Screening of Leuconostoc mesenteroides strains suitable for kimoto-style brewing of sake with high antioxidant capacity

J Biosci Bioeng. 2025 Jan 10:S1389-1723(24)00338-4. doi: 10.1016/j.jbiosc.2024.12.005. Online ahead of print.

Abstract

Sake brewed using the kimoto-style exhibits high antioxidant capacity and is expected to inhibit the deterioration of sake quality due to oxidation. However, the antioxidant capacity of the added lactic acid bacteria has not been explored. We aimed to screen the lactic acid bacterium, Leuconostoc mesenteroides, with excellent brewing and antioxidant capacity, to develop sake with high antioxidant capacity. Three Le. mesenteroides strains (19-2, 19-5, and 19-23) were selected from eight screened strains based on their alcohol intolerance, growth performance in koji extract, aroma compound, and low biogenic amine production.
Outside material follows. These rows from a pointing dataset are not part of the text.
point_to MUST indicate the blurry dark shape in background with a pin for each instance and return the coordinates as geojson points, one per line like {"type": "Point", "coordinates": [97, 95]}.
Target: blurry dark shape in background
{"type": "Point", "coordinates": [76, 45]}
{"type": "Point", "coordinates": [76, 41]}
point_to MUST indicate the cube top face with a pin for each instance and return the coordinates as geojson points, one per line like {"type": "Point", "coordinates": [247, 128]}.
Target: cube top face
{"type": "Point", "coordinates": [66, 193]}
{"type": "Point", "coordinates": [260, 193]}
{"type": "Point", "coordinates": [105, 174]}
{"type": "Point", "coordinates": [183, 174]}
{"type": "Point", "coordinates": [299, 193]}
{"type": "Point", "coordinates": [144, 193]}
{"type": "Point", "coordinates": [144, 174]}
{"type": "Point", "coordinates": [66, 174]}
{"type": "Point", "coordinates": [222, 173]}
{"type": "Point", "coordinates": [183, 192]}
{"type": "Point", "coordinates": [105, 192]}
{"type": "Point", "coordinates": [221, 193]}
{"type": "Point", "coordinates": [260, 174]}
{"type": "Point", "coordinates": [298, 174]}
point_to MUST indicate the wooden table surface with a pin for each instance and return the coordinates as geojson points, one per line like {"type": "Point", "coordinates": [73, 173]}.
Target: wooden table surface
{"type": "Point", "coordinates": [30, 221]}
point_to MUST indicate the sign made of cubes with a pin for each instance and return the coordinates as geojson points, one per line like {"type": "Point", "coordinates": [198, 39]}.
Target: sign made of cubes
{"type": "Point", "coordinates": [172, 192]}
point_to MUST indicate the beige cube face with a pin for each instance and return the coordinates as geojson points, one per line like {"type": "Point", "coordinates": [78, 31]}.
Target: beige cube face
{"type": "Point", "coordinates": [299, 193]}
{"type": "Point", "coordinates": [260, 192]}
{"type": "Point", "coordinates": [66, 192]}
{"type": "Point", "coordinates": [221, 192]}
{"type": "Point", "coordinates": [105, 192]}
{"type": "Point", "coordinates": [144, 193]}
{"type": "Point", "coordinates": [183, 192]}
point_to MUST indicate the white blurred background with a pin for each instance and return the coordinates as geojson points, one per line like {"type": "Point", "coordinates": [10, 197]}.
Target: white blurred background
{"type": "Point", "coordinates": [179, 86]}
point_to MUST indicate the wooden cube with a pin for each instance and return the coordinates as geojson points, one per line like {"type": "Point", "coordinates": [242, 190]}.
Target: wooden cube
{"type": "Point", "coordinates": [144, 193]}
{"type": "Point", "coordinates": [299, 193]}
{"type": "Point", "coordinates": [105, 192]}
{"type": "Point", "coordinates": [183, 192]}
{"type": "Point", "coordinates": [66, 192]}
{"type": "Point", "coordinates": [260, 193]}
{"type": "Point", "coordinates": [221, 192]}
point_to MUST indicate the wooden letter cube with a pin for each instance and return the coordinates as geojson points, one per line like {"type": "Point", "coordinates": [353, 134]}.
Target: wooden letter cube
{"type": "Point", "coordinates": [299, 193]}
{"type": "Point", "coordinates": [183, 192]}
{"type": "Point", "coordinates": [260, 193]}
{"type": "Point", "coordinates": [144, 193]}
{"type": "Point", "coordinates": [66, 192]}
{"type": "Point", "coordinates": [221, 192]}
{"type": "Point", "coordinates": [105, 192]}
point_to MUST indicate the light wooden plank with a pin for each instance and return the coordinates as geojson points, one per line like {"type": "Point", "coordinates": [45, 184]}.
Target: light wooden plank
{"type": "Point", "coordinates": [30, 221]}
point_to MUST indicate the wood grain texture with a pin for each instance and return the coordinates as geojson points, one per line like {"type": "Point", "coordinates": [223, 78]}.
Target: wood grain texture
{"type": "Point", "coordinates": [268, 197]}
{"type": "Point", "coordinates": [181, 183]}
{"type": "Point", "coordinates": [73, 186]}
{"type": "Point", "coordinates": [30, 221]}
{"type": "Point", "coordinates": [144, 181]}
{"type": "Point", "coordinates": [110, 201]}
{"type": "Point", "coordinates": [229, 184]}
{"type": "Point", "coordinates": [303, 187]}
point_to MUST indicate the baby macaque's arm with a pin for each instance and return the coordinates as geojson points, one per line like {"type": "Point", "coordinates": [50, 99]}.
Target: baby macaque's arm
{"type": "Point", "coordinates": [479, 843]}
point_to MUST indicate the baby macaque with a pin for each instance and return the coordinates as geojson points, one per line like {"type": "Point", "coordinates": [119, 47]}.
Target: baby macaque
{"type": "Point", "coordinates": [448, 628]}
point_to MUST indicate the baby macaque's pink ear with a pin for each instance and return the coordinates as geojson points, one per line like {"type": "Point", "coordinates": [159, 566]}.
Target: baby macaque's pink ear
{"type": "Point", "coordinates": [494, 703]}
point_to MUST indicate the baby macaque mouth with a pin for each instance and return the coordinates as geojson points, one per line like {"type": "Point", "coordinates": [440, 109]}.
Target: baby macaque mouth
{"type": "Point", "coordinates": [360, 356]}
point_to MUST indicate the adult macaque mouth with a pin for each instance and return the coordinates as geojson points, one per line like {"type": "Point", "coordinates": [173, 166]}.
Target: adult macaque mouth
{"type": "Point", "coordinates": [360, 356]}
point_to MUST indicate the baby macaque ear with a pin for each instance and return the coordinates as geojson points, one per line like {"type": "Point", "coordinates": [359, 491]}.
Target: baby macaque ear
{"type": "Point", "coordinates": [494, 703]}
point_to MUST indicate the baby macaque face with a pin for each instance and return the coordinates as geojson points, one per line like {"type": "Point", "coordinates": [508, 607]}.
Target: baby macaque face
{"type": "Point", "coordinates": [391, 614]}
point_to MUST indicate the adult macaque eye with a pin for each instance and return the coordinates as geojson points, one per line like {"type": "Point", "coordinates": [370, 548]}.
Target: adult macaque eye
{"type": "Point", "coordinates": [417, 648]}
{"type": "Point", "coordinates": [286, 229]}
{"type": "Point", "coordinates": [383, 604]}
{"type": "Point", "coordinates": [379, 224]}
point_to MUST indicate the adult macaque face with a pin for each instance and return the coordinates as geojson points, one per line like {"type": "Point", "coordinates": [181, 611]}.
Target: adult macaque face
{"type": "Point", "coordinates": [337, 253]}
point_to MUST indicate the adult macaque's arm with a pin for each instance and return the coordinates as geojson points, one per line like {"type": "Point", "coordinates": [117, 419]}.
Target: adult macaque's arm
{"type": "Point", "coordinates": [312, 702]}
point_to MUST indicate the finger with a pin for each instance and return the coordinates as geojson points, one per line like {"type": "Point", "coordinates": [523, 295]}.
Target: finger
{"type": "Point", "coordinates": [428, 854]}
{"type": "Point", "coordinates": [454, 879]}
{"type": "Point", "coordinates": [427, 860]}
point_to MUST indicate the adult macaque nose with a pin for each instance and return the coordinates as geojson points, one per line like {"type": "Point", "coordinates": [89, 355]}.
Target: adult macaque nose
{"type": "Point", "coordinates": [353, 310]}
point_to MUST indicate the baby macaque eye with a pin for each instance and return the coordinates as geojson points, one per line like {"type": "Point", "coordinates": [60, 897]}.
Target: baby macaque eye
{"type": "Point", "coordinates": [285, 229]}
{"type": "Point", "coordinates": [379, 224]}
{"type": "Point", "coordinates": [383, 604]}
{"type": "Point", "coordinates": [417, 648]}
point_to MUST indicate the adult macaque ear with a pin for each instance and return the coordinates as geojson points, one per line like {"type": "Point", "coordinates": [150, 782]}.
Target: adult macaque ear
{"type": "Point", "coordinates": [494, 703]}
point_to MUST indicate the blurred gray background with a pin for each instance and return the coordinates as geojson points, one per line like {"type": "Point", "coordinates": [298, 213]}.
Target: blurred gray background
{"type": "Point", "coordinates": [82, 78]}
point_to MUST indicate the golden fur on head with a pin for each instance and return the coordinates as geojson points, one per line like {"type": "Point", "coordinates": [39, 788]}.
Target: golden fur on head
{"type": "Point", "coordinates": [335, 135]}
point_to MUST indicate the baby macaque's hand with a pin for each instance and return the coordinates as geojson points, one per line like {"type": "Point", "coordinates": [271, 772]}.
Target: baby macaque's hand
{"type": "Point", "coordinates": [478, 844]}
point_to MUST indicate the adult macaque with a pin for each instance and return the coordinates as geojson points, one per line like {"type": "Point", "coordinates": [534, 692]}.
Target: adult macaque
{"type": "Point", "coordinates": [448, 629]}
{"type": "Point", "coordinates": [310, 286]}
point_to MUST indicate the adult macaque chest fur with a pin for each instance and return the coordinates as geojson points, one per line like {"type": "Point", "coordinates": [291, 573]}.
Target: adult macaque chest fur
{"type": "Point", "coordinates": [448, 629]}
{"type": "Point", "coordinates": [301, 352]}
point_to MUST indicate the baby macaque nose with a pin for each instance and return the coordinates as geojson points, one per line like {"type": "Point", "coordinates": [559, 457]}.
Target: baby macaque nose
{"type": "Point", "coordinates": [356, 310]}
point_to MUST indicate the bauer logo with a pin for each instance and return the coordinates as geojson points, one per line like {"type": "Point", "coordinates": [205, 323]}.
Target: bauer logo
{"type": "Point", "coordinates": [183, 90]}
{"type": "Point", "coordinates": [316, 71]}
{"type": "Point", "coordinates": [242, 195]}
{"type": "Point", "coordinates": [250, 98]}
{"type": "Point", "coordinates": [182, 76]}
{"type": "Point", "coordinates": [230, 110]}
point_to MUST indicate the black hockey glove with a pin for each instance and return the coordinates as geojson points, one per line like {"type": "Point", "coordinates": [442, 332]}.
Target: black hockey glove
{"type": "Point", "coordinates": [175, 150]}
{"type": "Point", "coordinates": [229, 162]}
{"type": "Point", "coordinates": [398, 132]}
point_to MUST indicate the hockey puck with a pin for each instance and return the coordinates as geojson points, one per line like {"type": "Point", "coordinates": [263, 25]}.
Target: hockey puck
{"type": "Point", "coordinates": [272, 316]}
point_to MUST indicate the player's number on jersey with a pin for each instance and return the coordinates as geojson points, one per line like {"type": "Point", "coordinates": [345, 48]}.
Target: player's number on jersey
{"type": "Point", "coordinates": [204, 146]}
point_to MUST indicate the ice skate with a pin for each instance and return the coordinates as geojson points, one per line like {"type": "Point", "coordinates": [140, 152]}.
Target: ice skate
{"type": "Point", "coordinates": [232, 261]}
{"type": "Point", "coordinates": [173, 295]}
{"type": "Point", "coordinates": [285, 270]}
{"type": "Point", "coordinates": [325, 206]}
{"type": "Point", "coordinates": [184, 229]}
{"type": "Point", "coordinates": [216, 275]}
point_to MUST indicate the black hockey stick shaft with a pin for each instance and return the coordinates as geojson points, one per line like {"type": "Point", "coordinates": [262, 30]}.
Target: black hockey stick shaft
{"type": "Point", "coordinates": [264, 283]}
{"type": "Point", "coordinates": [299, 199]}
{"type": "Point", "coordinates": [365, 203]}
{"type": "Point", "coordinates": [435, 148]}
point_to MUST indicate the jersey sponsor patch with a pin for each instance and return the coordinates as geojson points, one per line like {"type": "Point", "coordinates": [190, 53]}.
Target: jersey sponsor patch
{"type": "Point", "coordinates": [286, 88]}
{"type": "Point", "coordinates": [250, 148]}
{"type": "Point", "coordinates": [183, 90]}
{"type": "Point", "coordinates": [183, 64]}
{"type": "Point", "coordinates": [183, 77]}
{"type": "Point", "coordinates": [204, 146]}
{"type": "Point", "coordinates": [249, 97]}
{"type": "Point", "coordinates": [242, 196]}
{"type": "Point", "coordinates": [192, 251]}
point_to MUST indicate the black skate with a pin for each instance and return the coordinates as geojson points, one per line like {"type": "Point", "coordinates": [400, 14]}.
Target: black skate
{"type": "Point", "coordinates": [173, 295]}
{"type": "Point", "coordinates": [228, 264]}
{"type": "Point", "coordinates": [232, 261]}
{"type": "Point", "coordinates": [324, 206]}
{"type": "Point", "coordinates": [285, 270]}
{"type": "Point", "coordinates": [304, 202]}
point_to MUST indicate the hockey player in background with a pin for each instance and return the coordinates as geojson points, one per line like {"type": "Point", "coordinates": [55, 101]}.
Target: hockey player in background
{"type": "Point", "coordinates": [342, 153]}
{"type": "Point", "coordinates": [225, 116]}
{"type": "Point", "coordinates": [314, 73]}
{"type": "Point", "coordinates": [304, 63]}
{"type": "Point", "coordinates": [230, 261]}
Among these, Le. mesenteroides 19-23 exhibited a significantly higher hydrophilic-oxygen radical absorbance capacity (H-ORAC) in the culture medium than the control strain, Le. mesenteroides NBRC102481. In a medium-scale sake brewing test, sake prepared with Le. mesenteroides 19-23 had a significantly higher H-ORAC value than that prepared using the sokujo-style (without Le. mesenteroides). Additionally, metabolome analysis using capillary electrophoresis time-of-flight mass spectrometry identified ferulic acid, p-coumaric acid, 3-hydroxyanthranilic acid (3-HAA), and 6,8-thioctic acid in the main mash. High-performance liquid chromatography-based quantification revealed that antioxidants in the unrefined filtrates of the main mash prepared using the kimoto-style tended to be more abundant than in those prepared using the sokujo-style. Specifically, 3-HAA and ferulic acid were more concentrated in some unrefined filtrates of the kimoto-style than sokujo-style. In conclusion, the screened Le. mesenteroides strain demonstrated potential for brewing sake with high antioxidant capacity using the kimoto-style, offering a promising method for antioxidant-rich sake production.

Keywords: Antioxidant; Kimoto-style; Lactic acid bacteria; Leuconostoc mesenteroides; Sake.